L’histoire de la musique RACINE haïtienne remonte à l’époque de l’esclavage. Arrachés à leur terre d’origine, nos ancêtres venus d’Afrique ont refusé d’abandonner leurs croyances, leurs rythmes et leurs traditions.
Dans les champs, la musique devenait leur refuge, leur cri, leur résistance.
À l’aide d’instruments improvisés — souvent des outils agricoles —, ils chantaient leur souffrance, dénonçaient l’injustice et invoquaient la liberté.
C’est dans ces chants de douleur et de courage que s’est forgé le socle spirituel de la musique racine, symbole de lutte et de résilience.
Musique dévotionnelle, porteuse de mémoire, elle reste une colonne vertébrale de l’identité haïtienne.
Victime de boycott, d’ignorance et de préjugés, la musique RACINE a souvent été diabolisée.
De nombreuses institutions religieuses l’ont qualifiée de musique “vaudou”, “diabolique” ou “sorcellerie”.
Peu soutenue par les médias, promoteurs et producteurs, elle peine à trouver sa place dans un marché musical dominé par le compas et le rap kreyòl.
Le bassiste et guitariste Eddy François, lors de l’émission The Ralph Condé Show (17 juillet 2020), affirmait :
“Tant qu’on ne revient pas à la source, il n’y aura aucun avenir pour la musique racine.”
Et pourtant, cette musique, issue du folklore haïtien, reste l’une des plus riches du patrimoine national, avec ses rythmes envoûtants, ses tambours spirituels et ses textes profondément engagés.
Les années 80 et 90 ont marqué l’apogée de la tendance RACINE.
Des groupes mythiques ont émergé :
BOUKMAN EKSPERYANS, BOUKAN GINEN, RAM, TOMTOM, KOUDJAY, RACINE MAPOU de AZOR, RACINE KANGA de WAWA, REV, KANPECH, CHANDEL, ALOVI YAWEH, et plus tard TOKAY, KLOCH LAKOU LAKAY ou LAKOU MIZIK.
Ces formations ont porté la voix du peuple, dénonçant la misère, l’exil, la corruption, mais aussi célébrant la foi, la terre et la liberté.
Des chansons comme :
“Nou pap sa bliye” et “Tribilasyon” (Boukman Eksperyans),
“Ede m chante” et “Jou a rive” (Boukan Ginen),
“Linyon” (Tomtom),
“Sonje” (REV),
“Pa kriye” (Kanpech),
“Vwazen an” (Racine Mapou),
“3 chen” (Wawa),
“Anba Siklòn” (Lakou Mizik),
“Fèy” (RAM),
demeurent de véritables manifestes culturels et sociaux.
La musique RACINE, c’est plus de 100 rythmes traditionnels :
le Pétro, le Nago, le Yanvalou, le Congo, le Rara, le Djumba, le Méringue, le Rabòday, le Ti Joslin…
Chaque rythme possède son esprit, sa signification, sa danse.
Le regretté Daniel Dalce, ancien bassiste de Coupe Cloué, racontait :
“Chaque rythme est une histoire, une mémoire, un souffle de nos ancêtres.”
Cette richesse rythmique fait de la musique racine une mosaïque unique dans la Caraïbe.
Aujourd’hui, seuls BOUKMAN EKSPERYANS et RAM continuent de faire vivre cette flamme, souvent à travers les fêtes champêtres ou des tournées à l’étranger.
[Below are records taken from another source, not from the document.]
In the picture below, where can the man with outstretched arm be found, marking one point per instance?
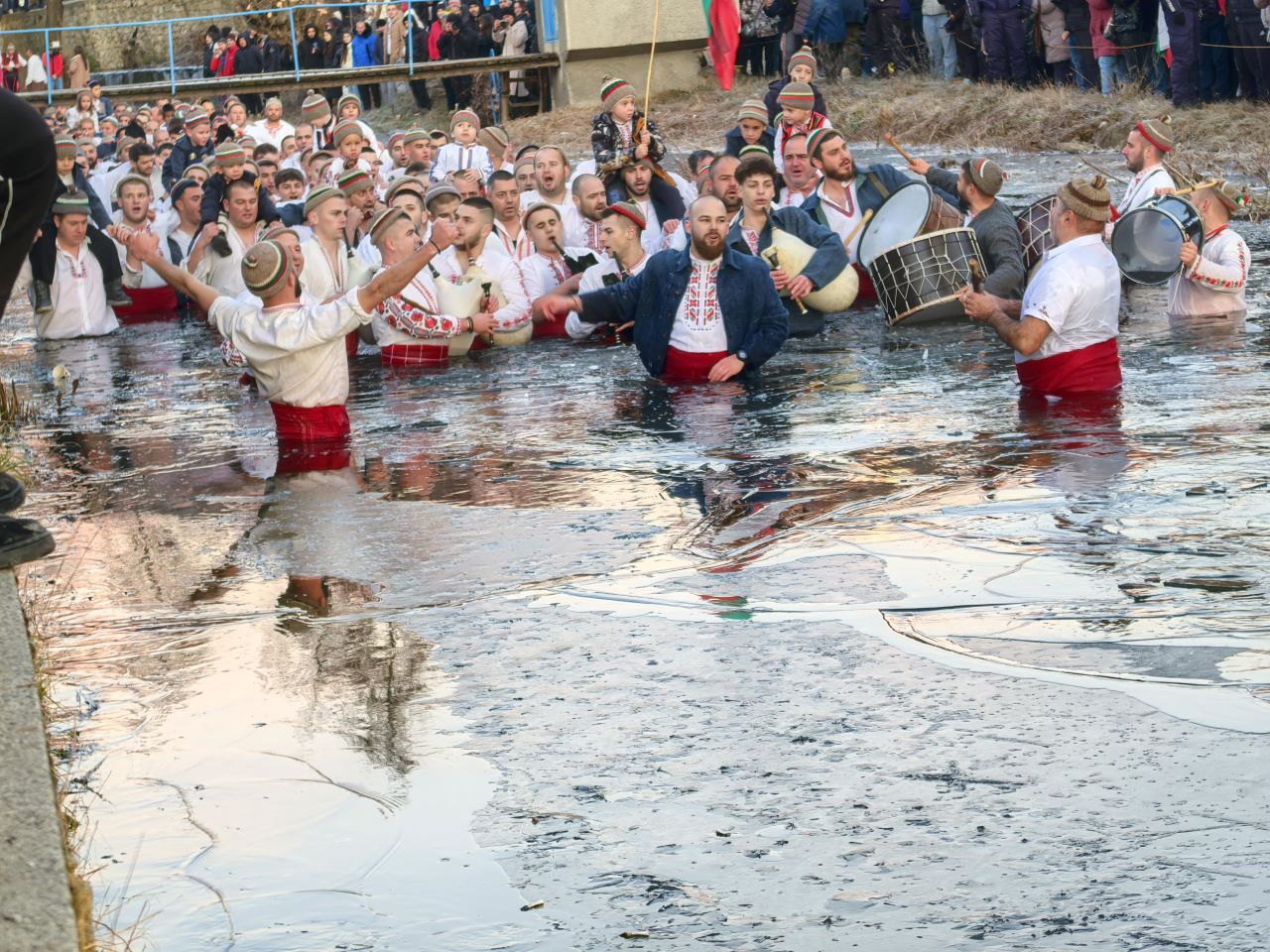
(295, 350)
(705, 312)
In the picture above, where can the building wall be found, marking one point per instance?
(612, 37)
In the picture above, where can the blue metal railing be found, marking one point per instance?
(545, 9)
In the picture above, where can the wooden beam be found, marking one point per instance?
(313, 79)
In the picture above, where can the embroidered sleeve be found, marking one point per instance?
(411, 318)
(1227, 275)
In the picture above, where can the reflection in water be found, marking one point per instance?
(267, 664)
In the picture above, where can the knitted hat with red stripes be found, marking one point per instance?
(493, 139)
(316, 109)
(753, 109)
(463, 116)
(70, 202)
(230, 154)
(629, 209)
(322, 193)
(354, 180)
(817, 140)
(343, 130)
(405, 185)
(797, 95)
(1157, 132)
(1088, 199)
(985, 176)
(803, 58)
(382, 221)
(266, 267)
(613, 90)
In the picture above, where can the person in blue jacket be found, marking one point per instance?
(367, 51)
(702, 313)
(751, 234)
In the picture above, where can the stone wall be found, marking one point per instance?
(612, 37)
(145, 46)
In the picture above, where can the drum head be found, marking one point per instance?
(901, 218)
(1147, 245)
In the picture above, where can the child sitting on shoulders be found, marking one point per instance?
(230, 167)
(751, 128)
(798, 118)
(801, 68)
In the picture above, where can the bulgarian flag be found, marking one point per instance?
(722, 18)
(1162, 48)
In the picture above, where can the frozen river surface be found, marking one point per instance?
(867, 656)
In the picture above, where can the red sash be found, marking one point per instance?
(688, 367)
(310, 424)
(149, 304)
(1089, 370)
(414, 354)
(550, 329)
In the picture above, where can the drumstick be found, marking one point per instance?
(975, 276)
(848, 239)
(1198, 186)
(890, 141)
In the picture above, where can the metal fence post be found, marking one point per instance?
(172, 62)
(49, 80)
(295, 45)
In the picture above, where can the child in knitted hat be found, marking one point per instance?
(621, 134)
(798, 117)
(230, 167)
(799, 68)
(462, 154)
(751, 128)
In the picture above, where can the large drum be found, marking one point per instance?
(1147, 243)
(917, 282)
(911, 209)
(1034, 227)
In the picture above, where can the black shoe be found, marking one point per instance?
(114, 295)
(23, 540)
(12, 494)
(221, 245)
(44, 296)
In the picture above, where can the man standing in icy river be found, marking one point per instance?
(1066, 327)
(702, 313)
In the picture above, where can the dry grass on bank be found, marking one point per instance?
(959, 117)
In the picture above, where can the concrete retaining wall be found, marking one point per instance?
(36, 911)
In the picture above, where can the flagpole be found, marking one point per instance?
(652, 53)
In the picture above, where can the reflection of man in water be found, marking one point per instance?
(706, 312)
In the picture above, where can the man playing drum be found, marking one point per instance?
(752, 231)
(1144, 157)
(1213, 281)
(1065, 330)
(994, 226)
(846, 193)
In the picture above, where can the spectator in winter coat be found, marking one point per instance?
(1053, 33)
(366, 53)
(1076, 19)
(1111, 66)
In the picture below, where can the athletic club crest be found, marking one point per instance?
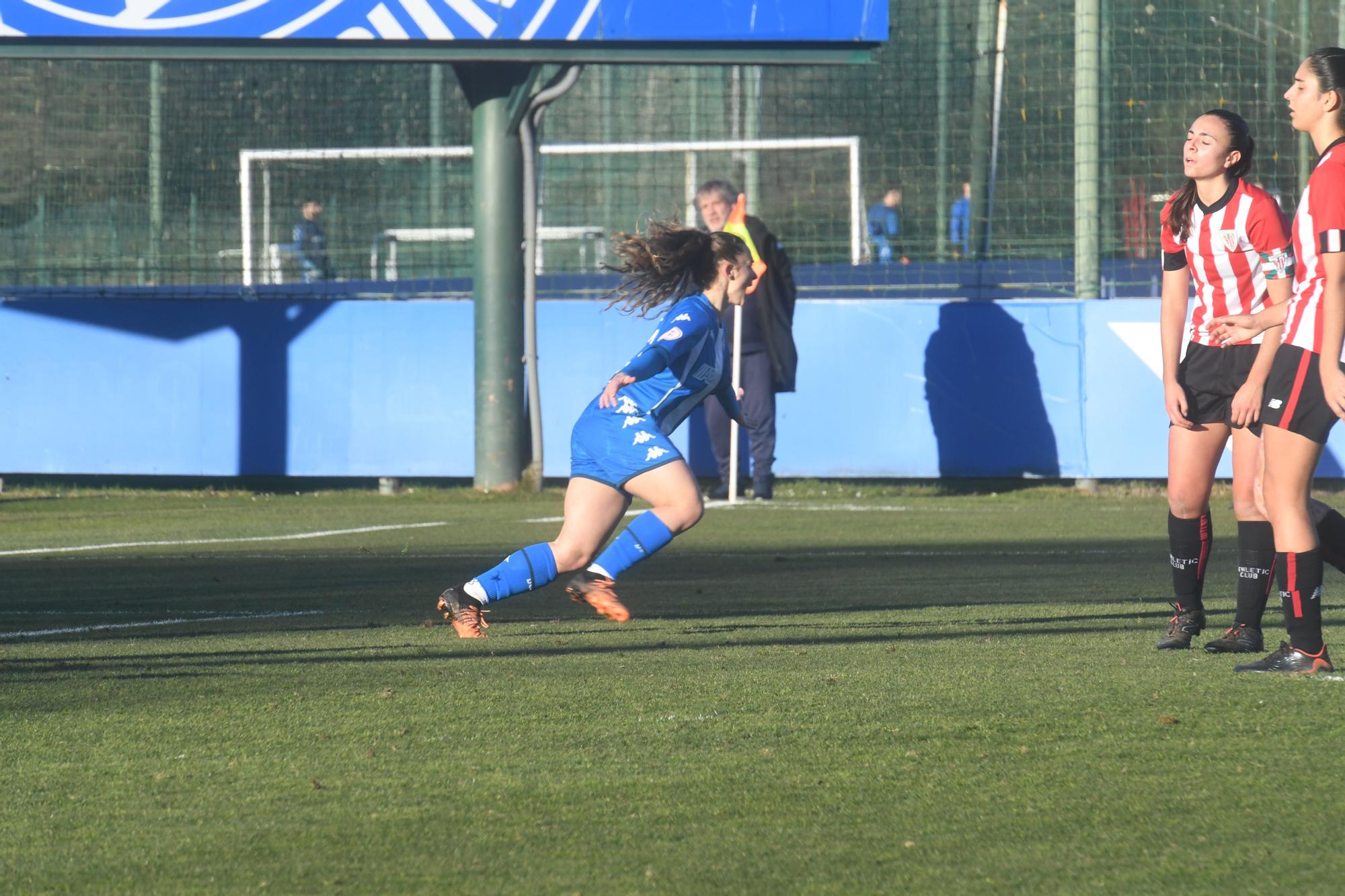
(310, 19)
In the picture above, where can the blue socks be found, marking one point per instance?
(642, 538)
(527, 569)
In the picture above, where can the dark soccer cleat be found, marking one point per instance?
(1291, 659)
(465, 611)
(1239, 639)
(597, 591)
(1184, 626)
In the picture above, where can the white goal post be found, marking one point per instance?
(688, 149)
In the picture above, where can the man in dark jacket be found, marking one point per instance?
(770, 360)
(310, 245)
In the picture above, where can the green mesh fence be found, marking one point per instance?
(119, 174)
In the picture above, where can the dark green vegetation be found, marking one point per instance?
(886, 690)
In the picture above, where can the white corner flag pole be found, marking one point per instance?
(734, 424)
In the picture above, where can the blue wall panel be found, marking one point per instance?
(918, 388)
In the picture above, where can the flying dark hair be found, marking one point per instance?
(1328, 67)
(668, 263)
(1239, 139)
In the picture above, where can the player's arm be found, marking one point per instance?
(650, 361)
(728, 400)
(1334, 330)
(1266, 232)
(1172, 326)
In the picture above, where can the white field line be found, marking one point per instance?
(217, 541)
(798, 505)
(79, 630)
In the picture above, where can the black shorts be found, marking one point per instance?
(1211, 377)
(1295, 397)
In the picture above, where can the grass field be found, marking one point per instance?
(859, 688)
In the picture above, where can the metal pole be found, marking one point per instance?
(751, 131)
(42, 241)
(1087, 163)
(245, 213)
(1108, 202)
(738, 382)
(983, 85)
(693, 134)
(157, 181)
(497, 271)
(436, 166)
(944, 48)
(997, 101)
(1307, 155)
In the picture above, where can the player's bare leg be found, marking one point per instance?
(1192, 459)
(677, 506)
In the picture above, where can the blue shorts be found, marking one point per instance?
(614, 448)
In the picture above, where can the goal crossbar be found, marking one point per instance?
(691, 149)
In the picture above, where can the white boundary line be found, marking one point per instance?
(217, 541)
(79, 630)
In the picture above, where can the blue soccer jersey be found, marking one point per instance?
(683, 364)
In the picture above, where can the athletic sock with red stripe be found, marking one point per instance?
(1188, 549)
(1256, 555)
(1331, 534)
(1300, 579)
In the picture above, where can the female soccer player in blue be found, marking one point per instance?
(621, 444)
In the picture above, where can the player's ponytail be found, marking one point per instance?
(1239, 139)
(668, 263)
(1328, 67)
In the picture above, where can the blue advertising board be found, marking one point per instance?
(342, 388)
(474, 21)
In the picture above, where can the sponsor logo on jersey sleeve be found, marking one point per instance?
(1277, 264)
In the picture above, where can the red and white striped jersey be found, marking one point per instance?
(1233, 248)
(1319, 228)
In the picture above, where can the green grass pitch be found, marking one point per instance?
(860, 688)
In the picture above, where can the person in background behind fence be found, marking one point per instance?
(770, 358)
(310, 244)
(886, 229)
(960, 222)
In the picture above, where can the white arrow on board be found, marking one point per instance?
(1145, 338)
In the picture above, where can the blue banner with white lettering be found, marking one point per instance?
(509, 21)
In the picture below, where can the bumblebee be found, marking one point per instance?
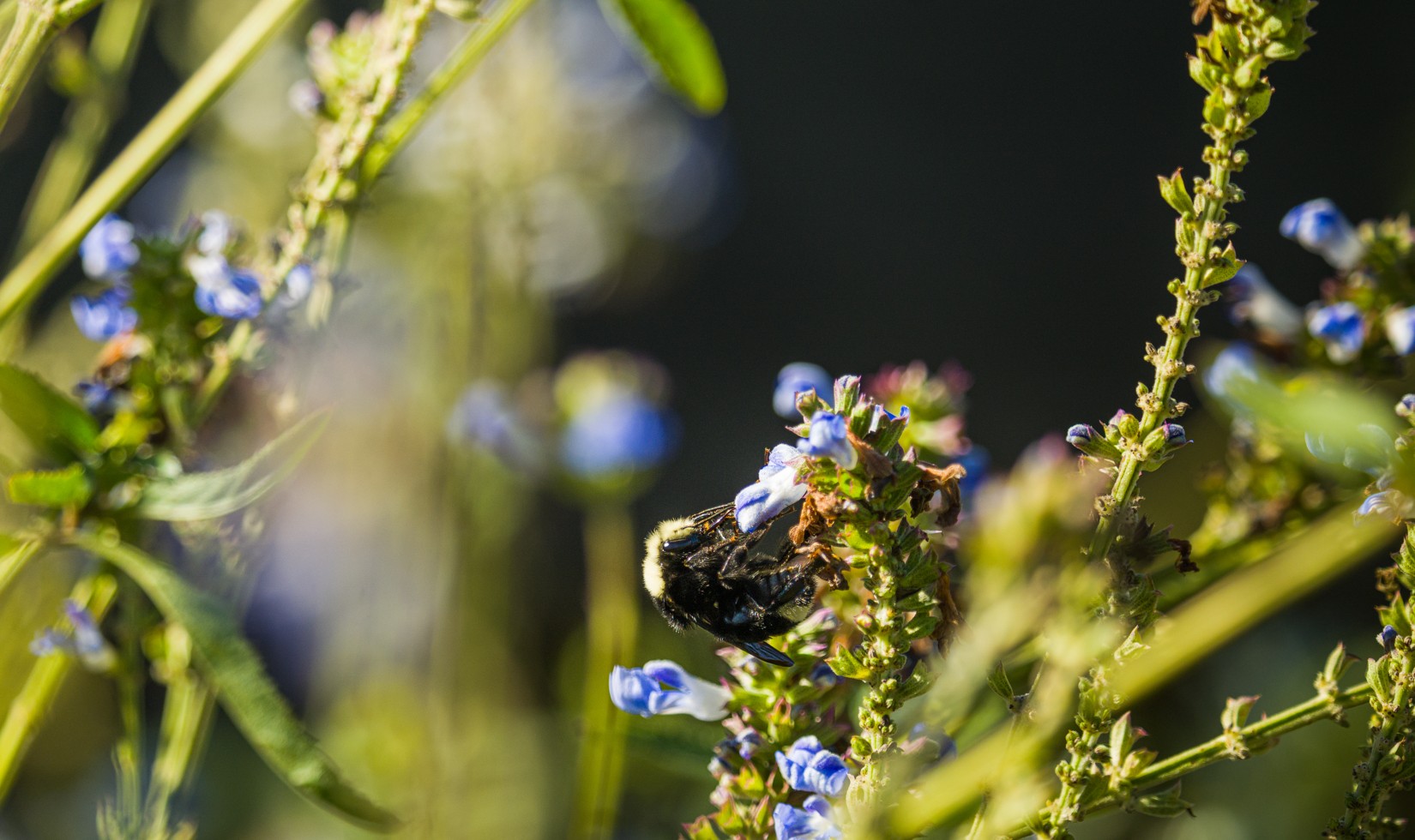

Mais, l’insécurité, l’absence de politique culturelle, le manque de soutien institutionnel et la fuite des talents ont affaibli cette scène.
Le Ministère de la Culture, lui, semble s’être désengagé, laissant les tambours battre seuls dans le vide.
Pourtant, tant qu’un tambour résonnera, tant qu’un chanteur élèvera la voix pour la justice, la musique RACINE ne mourra pas.
Elle survivra dans les cœurs, dans les lakou, dans les veillées, comme un appel à la mémoire et à la dignité.